Installed near the windows in the rear gallery space are wall works titled Clocks and Dials. The wooden surfaces are corrugated with precise grooves (and, in some, subtly angled planes) that encourage the shifting play of light, causing their intense color and the shadows they cast to change over the course of the day. The pairs of Dials are mounted in a way that allows their individual cylindrical elements to rotate. As if adjusting the time on a clock face—or turning a radio knob to modulate frequency—the color here can be “tuned.”
The changing tides serve as the point of departure for the Tide drawing series. In these drawings on Japanese gampi, Baroff visually records water levels at various coastal locations over a defined period, allowing distinct temporal patterns of density to emerge. While the earliest works focused on the waters around New York, where the artist grew up, the project has since expanded to other regions as well as to extreme weather phenomena.

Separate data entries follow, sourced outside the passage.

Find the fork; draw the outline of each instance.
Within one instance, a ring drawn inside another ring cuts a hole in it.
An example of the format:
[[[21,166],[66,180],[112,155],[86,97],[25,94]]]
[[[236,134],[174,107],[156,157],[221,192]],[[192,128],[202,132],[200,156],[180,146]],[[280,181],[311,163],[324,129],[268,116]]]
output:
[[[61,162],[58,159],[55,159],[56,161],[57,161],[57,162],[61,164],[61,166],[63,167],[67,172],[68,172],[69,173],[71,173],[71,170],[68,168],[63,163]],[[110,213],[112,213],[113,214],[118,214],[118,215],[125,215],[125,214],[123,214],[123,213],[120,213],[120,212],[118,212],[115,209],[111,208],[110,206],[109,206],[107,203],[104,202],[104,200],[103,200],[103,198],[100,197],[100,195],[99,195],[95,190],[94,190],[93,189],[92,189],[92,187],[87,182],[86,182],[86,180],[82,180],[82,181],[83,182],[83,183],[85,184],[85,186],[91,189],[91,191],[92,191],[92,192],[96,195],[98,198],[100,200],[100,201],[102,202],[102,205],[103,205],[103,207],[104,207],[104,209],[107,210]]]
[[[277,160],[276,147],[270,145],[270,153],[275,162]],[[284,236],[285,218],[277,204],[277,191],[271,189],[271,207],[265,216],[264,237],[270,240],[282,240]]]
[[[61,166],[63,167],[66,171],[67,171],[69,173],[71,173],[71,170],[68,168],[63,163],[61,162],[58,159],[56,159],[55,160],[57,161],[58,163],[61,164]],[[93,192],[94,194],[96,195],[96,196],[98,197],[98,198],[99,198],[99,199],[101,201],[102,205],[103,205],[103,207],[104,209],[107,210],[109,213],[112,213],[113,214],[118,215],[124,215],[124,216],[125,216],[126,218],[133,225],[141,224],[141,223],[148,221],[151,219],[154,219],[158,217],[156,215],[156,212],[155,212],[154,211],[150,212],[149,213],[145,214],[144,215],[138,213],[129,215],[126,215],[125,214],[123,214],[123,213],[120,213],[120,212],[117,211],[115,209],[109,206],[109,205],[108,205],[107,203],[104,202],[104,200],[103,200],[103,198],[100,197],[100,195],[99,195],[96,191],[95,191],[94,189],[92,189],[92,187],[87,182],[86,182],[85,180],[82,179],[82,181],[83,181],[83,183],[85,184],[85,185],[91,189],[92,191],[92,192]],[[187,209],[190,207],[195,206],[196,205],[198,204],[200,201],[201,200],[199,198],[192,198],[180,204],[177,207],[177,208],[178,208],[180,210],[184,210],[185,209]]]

Baroff’s interest in the Hamburg region dates back at least to her five-part cycle created for the Hamburger Kunsthalle in 2013/14. On view at the gallery is Cuxhaven, a drawing rendered in deep blue tones and the first depiction of a negative tidal surge within the series. Near Cuxhaven, the Elbe Estuary may experience strong southeasterly winds that cause either a storm surge or an extreme low-water event in the river. By contrast, the light blue circles in Ophelia’s surge represent a typical tidal surge, documenting the sudden inland push of the sea during the tropical storm. In Pivot, the drawing does not unfold across a flat surface but coils in multiple layers around a central axis. A dynamic pictorial space emerges—one that demands close and attentive viewing. The five works in the exhibition differ markedly in conceptual approach, vividly articulating the tension between repetition and difference.